Così dal parco siamo passati al pattinodromo; dal campo segnato con il nastro adesivo al noleggio e quindi all’acquisto del campo che state ammirando; dal rischio di mettere a repentaglio i canestri della palestra Olivi all’avere 2 nostri bei canestri tinta pattinodromo; dalla partecipazione dei soli 72 giocatori dei team dei sestieri, agli oltre 300 con il minibasket, gli under, il femminile, gli amatori e i master internazionali. Ci siamo inoltre lanciati a ricordare chi non c’è più, ma ha dato moltissimo agli sportivi veneziani, instituendo premi e realizzando progetti in loro memoria.

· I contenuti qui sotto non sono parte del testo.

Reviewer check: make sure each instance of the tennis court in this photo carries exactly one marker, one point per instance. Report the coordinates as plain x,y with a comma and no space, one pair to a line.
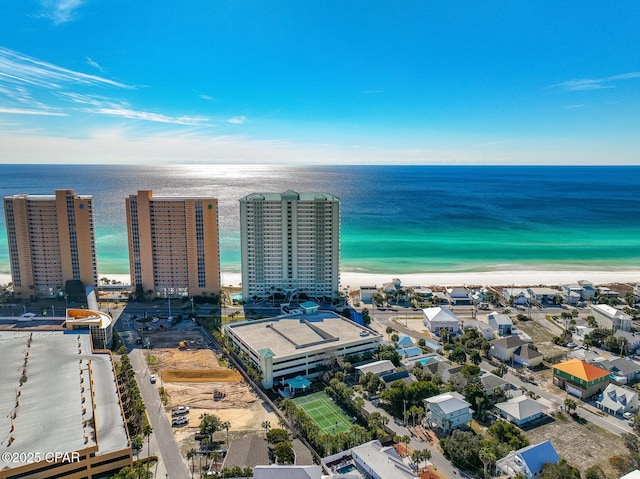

Siamo giunti ad una maturazione oltre alla quale non possiamo più andare a meno di non farci costruire una calotta a scomparsa stile Skydome di Toronto per giocare anche in caso di pioggia. Si tratterebbe però di un opera pubblica ed è meglio non imbarcarci anche in questa sfida se pensiamo alla “bergamiana” toboga di piazzale Santa Maria Elisabetta, all’Ovovia Costituzionale e al mitico Palacinema dell’Unità d’Italia!!!

Ogni anno nel nostro Dai&Vai appare un appello, rivolto a tutti coloro che propongono migliorie per far crescere la manifestazione, di entrare a far parte della nostra sgangherata squadra decisionale nonché operativa. Ciononostante le ultime adesioni sono state pochissime, anche se preziosissime, come quella dell’infaticabile Emanuela Talato e di Nanni Costa.
L’impressione che ci siamo fatti è che il pubblico dei sestieri non legge. Non legge la nostra fanzine (mai come quest’anno avanzano così tante copie e ancora troppe bottiglie non vengono gettate nei numerosi contenitori verdi nonostante l’appello scritto in ogni numero), né il blog, né la pagina facebook e nemmeno i quotidiani che negli ultimi
anni ci hanno riservato un’attenzione particolare ( chi non si ricorda i primi Xè finia!!!
). Il che è abbastanza demoralizzante per chi dedica tempo alla scrittura e alla cura della comunicazione, e molto preoccupante per il Comitato che, come molti sapranno, ha intenzione di concludere la celebrazione del decennale con la pubblicazione di un libro dedicato a questi 10 anni passati insieme.
L’ultimo obiettivo da realizzare per il 2014 rischia pertanto di esser l’unico non centrato, alla faccia di un cestistico 100%. Si trattava del solo contributo che ci aspettavamo dai nostri ospiti spettatori. Dovremmo ricrederci?